The True Cost of Chicken

I am not going to attempt to lie on my blog! It was only when I got to college that I started really thinking about my food choices and how they might affect the environment and how they actually came to be on my plate. When you are little you are kind of spoon fed with food and ideas about food that it takes a long time to realize, oh this is a cow, this comes from a tree or this took the hands of five migrant workers to pick. It was not until I was in high school and definitely in college that I really started to think about where my food was coming from. My major here is International Relations and my specialization is Africa, so I have always been pretty aware of how we (the United States) extract resources from Africa. Yet, it is to such a greater scale then this, and resources, including food put so much impact on the environment and especially the people who live there. We talked about this idea in class with ruined resources, ruined people. I truly believe that. However in the United States we still have the luxury of ignorance about where our food comes from. When we walk into any Safeway of Giant, all we see is beautiful colors, beautiful produce and money to be spent. Foods are packaged beautifully, making our lives easier. It was not until I studied abroad in South Africa that I was truly aware of the difference. While walking through a very poor, predominately black neighborhood on the outskirts of Cape Town called Langa, I saw a huge fire burning, and a strange smell coming from the fire. As I got closer and looked in the fire, I saw goat heads, being discarded and burned. When I kept walking past the meat station, I later saw goats and various other animals being slaughtered, skinned and gutted. These people cook and kill for themselves. The majority of Americans have never stepped inside a slaughter house, and the animal they are eating gets lost in the processing and packaging. I am not claiming to be a saint, this is definitely the case for me and I have been struggling with eating meat for a long time. I want to give it up so badly for ethical reasons, but I love meat so much and eat it at least once a day.

When I make food choices I think where is this food really coming from, and how much energy had to be spent to get this food in my hand, looking like this? I also try to think about how the animals were raised, if it is meat. I now realize how spoiled I am being an American, and living in a city. I do not have to kill my own food; I can walk into a market and get food that is pre-packaged, pre-cooked, pre anything! That is the one thing I wish everyone could realize. Even if you do not think daily about your environmental impacts and food choice, just at least acknowledge that we are so lucky. With vegetables and fruits in particular I think about pesticides and herbicides that may have been sprayed on them to keep critters off. Also, with wheat and basically everything else I eat I now think about hybrid crops, and wonder if everything I am truly eating is a product of hybridization.
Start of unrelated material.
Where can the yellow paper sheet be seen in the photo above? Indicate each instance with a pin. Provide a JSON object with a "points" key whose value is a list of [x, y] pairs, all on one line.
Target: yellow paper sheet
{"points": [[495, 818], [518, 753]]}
Out of all the foods I had eaten last week, I think the one with the biggest environmental impact is probably my meat, of which I eat mostly chicken. I say this because the amount of energy it takes to raise and slaughter chickens, I think, is higher than what it might take to grow crops. They need food, water and shelter. I remember reading in my other environmental class that for each pound of meat produced it took something like three times as much grain to feed that animal. So in this way I think the raising of meat is really imbalanced. I think the raising of meat might have the highest environmental impact, and am excited to see what the true answer is in class.